Wednesday, January 19, 2022

How to avoid or at least mitigate the risk of software and hardware component failures?

Last Thursday, my Firefox web browser stopped working at a regular zoom meeting with my team. Today, thanks to The Register, I realized that it was due to a Foxstuck software bug. For further details about the bug read 

My troubleshooting was pretty quick. Both Chrome and Safari worked fine, so it was evident that this was definitely the Firefox issue.

I tried various classic tricks to solve the Firefox problem (clearing the cache, cookies, reinstalling the software to the latest version, etc.), but because nothing helped in the 10 minutes I was willing to invest, I decided I didn't have time for further experiments and after about a year of using Firefox, I switched back to Chrome.

The switch over was all about transferring important data from Firefox to Chrome. I use an external password manager (thank god), so the only important data in Firefox were my bookmarks. Exporting bookmarks from Firefox and importing them into Chrome was a matter of seconds.

Problem solved. Hurrah!

But, it's clear that a similar software bug may hit Chrome or Safari in the future, so it's only a matter of time before I will be forced to switch to another web browser. Actually, Chrome has made me angry in the past and that was the reason to switch to Firefox.

So what is the moral of this story?

The only way not to be affected by such software bugs is dual, triple, or even multi-vendor strategy (in this case Firefox, Chrome, Safari) and the art of quickly identifying a problematic component and replacing it with another.

This blog is about data centers, data center infrastructure, and software-defined infrastructure. Does it apply here? I think so.

In the hardware area, we can solve the MULTI-VENDOR strategy using a computer, storage, and network virtualization, where VMware is the industry leader. Server virtualization (ESXi) gives us hardware abstraction so we use HPE, Dell, or Lenovo servers in the same way. Storage virtualization (vSAN, vVols) gives us storage abstraction and independence on storage vendors. Network virtualization does the same for network components like a switch, router, firewall, and load balancer. 
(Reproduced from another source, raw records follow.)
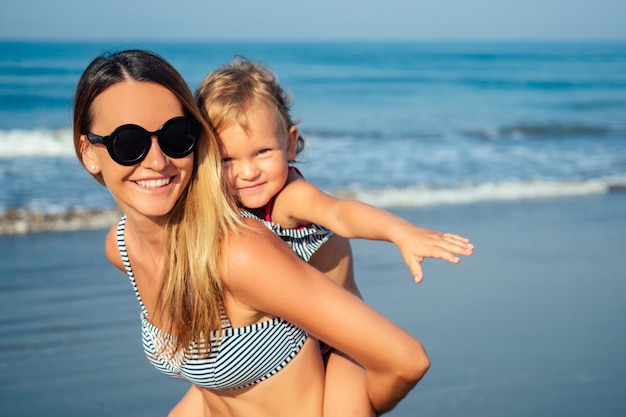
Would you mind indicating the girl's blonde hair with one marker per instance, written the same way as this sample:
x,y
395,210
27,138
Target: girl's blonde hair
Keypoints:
x,y
191,297
226,94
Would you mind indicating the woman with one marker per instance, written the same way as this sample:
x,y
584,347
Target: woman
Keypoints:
x,y
219,303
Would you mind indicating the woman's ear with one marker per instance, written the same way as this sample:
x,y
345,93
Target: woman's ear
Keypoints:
x,y
89,160
292,142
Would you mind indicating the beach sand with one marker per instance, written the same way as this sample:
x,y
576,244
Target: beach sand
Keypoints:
x,y
531,325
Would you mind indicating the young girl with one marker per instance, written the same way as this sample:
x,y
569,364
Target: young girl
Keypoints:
x,y
224,304
258,139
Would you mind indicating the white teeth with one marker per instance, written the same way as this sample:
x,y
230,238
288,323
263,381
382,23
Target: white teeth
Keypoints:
x,y
153,183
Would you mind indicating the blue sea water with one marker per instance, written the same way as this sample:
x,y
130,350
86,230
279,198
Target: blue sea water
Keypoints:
x,y
394,124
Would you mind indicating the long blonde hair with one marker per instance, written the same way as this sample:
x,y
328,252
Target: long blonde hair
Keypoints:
x,y
191,295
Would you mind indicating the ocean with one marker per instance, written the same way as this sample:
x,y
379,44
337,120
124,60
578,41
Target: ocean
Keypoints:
x,y
393,124
521,146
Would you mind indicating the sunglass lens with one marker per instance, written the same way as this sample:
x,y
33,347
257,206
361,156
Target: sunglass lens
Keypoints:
x,y
178,138
129,145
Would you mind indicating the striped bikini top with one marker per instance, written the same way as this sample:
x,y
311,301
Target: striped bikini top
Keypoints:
x,y
304,240
240,357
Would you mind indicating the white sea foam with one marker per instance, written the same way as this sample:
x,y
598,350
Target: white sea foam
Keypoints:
x,y
490,191
39,142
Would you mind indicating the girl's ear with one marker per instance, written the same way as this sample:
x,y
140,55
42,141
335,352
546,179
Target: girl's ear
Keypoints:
x,y
89,160
292,142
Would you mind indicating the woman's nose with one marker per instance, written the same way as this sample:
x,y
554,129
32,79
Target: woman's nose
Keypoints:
x,y
156,159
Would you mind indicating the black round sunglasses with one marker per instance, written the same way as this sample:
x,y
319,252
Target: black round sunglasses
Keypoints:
x,y
129,144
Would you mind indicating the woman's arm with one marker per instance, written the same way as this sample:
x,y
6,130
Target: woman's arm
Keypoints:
x,y
265,275
353,219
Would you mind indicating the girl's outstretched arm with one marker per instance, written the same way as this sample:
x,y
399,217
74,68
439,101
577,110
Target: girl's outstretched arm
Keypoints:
x,y
352,219
265,275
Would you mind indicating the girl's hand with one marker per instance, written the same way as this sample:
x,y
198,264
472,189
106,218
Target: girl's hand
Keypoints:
x,y
418,243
When we virtualize all hardware components we have a software-defined infrastructure. If we do not want to plan, design, implement and operate software-defined infrastructure by ourselves, we can outsource it to cloud providers and consume it as a service. This is IaaS cloud infrastructure.

If we consume IaaS cloud infrastructure, we can solve the MULTI-VENDOR strategy using MULTI-CLOUD. The MULTI-CLOUD strategy is based on the assumption that if one IaaS cloud provider fails, the other cloud providers will not fail at the same time, therefore such strategy has a positive impact on the availability and/or recoverability.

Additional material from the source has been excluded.